Andrew had turned down his aunts' frequent invitations to Sunday tea by saying he hoped they would understand that he had to study every minute he could, but he did promise to take an afternoon and evening off at Easter, which was why, at five to one on the afternoon of Easter Sunday, Marianne was sitting decorously on the edge of the sofa so as to make a good impression. At the other end sat Miss Esther, strands of fluffy white already escaping from the chignon Miss Edith wanted her to adopt but which wouldn't stay pinned, her blue eyes expectant, cheeks flushed, hands
fidgeting ever so slightly against the dark blue crepe of her Sunday dress. Still persisting in tasting what she cooked, Miss Esther's girth had gradually increased, and Marianne couldn't help thinking that she would soon be a proper roly-poly … though that was a bit unkind.
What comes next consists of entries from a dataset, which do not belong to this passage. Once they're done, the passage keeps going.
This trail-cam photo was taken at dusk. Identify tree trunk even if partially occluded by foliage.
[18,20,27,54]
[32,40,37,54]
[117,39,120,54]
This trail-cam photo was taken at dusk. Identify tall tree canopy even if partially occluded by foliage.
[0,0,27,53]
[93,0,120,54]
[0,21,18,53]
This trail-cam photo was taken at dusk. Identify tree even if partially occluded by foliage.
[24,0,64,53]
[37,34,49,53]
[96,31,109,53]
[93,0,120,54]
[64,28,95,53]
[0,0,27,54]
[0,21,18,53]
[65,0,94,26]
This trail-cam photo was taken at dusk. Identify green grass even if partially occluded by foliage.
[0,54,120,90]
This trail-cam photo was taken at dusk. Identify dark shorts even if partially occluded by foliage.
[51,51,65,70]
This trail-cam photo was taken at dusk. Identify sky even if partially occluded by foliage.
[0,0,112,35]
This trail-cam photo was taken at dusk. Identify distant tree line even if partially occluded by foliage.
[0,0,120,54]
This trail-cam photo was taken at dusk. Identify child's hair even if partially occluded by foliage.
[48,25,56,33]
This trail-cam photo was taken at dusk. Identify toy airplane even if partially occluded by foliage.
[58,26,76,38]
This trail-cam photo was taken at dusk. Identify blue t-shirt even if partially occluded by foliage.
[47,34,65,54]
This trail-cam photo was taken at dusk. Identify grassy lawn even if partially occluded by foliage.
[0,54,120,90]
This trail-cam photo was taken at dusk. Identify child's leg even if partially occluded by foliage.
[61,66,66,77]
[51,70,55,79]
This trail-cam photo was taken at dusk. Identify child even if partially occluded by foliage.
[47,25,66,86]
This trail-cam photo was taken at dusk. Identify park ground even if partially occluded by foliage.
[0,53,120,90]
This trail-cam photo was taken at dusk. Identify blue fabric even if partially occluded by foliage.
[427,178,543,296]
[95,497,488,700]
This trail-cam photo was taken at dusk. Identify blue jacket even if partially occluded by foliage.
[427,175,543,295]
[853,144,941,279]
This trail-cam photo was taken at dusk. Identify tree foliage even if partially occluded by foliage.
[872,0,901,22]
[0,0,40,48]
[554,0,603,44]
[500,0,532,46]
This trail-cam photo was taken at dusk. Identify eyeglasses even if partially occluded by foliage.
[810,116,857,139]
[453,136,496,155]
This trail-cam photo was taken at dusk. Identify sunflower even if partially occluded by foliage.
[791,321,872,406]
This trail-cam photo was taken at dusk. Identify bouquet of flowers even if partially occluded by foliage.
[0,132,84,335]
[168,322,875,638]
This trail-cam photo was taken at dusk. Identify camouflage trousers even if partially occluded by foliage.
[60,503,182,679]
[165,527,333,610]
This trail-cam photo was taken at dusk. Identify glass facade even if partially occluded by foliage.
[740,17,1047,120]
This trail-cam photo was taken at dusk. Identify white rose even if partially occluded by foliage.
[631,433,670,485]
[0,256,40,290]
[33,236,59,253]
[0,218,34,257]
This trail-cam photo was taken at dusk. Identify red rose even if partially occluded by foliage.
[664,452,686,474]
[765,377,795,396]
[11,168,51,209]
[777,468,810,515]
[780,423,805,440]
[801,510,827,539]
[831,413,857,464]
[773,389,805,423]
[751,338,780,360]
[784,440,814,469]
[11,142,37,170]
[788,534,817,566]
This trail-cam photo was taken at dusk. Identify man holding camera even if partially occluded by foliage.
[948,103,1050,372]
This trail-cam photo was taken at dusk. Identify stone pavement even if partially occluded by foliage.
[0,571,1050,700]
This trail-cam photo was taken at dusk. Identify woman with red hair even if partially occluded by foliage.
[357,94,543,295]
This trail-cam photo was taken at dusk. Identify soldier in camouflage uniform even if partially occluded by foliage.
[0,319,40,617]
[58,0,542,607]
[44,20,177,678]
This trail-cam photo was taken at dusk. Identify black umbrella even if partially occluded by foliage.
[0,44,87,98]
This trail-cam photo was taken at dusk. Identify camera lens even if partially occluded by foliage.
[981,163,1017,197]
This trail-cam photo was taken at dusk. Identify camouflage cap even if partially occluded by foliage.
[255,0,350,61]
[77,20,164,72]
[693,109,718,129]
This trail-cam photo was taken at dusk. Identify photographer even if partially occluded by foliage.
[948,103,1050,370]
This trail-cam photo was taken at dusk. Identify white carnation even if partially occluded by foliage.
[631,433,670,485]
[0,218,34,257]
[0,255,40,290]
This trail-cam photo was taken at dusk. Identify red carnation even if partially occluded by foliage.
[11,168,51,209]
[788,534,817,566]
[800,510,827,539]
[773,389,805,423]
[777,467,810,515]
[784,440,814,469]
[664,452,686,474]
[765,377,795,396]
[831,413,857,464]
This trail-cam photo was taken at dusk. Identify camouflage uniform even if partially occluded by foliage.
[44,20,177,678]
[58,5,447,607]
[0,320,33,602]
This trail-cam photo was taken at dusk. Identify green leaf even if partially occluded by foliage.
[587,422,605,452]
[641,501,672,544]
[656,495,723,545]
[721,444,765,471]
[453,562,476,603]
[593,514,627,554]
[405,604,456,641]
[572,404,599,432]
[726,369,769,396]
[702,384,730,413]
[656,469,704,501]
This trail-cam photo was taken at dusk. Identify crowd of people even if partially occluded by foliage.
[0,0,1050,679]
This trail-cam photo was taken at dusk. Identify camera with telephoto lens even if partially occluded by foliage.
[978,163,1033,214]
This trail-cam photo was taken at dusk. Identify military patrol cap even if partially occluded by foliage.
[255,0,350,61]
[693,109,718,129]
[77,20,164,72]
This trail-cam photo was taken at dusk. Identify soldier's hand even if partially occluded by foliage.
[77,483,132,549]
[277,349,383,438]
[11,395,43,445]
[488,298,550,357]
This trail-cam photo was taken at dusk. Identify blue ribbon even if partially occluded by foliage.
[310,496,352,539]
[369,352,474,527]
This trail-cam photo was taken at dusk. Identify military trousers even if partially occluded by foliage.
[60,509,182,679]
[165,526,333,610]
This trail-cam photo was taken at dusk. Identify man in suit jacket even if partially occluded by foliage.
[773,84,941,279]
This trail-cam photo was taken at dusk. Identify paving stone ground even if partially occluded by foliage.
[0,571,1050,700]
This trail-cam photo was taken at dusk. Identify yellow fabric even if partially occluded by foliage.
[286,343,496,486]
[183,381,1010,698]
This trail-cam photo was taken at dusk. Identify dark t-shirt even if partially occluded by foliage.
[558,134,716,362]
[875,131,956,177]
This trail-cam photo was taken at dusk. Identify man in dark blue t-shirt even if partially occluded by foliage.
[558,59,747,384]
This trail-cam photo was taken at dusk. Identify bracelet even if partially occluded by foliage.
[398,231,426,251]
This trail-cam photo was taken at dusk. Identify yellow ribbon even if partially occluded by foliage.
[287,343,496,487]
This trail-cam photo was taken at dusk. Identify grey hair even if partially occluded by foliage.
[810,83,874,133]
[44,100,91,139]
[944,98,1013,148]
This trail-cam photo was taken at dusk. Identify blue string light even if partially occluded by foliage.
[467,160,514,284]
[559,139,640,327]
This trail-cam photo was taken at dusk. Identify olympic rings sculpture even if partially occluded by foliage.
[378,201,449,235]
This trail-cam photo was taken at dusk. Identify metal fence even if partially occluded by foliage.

The other two sisters were occupying the armchairs by the fireside, consciously or not staking their claim as bread-winners to the best seats, but while Miss Emily – a faint wave at the front of her immaculate silver coiffure – nervously crossed and uncrossed her black-stockinged legs under cover of her skirt, Miss Edith appeared to be in perfect control of her emotions. She had hidden the deep hollow at her neck with a stand-up collar, but she could do nothing to camouflage the hollows in her cheeks, which made her long narrow nose appear even longer and more pointed: Children with vivid imaginations would see her as a witch, Marianne reflected, especially in that black bombazine dress which did nothing for her. It fell straight from shoulder to hips, her bust, if she had one, lost under heavy tucks of material.

A barely discernible tic at her jawline, however, showed that she was not as composed as she looked, and Marianne couldn't help but pity all three sisters. The nervousness, the preparations for the elaborate meal and the production of best china and tablecloth, and all because there would be an unaccustomed male presence in the house – a young man who likely had to eat off unmatched china in his room at the varsity. Still, as he had proved the last time he was here, Andrew Rennie was a perfect gentleman who wouldn't spoil his aunts' pleasure by telling them so.

He arrived at one o'clock exactly, making Marianne suspect that he had waited outside so as not to be early. That was the kind of boy he was, she mused, wondering if gaining his degree and then training to become a solicitor would make him rich enough for her to consider as a future husband. She liked the way his brown hair waved at the front, and his neat, rather gingery moustache; she loved his grey eyes and the strong lines of his face. He was a good bit taller than she was, at least seven inches more than her five feet three, and very handsome. She wouldn't mind marrying him … but she wasn't going to jump at the first boy she met. There was plenty of time yet, and who knew, she might come across somebody with more money than Andrew could ever earn. In any case, once he was soliciting, or whatever solicitors did, he wouldn't want to tie himself to a country quine with little education.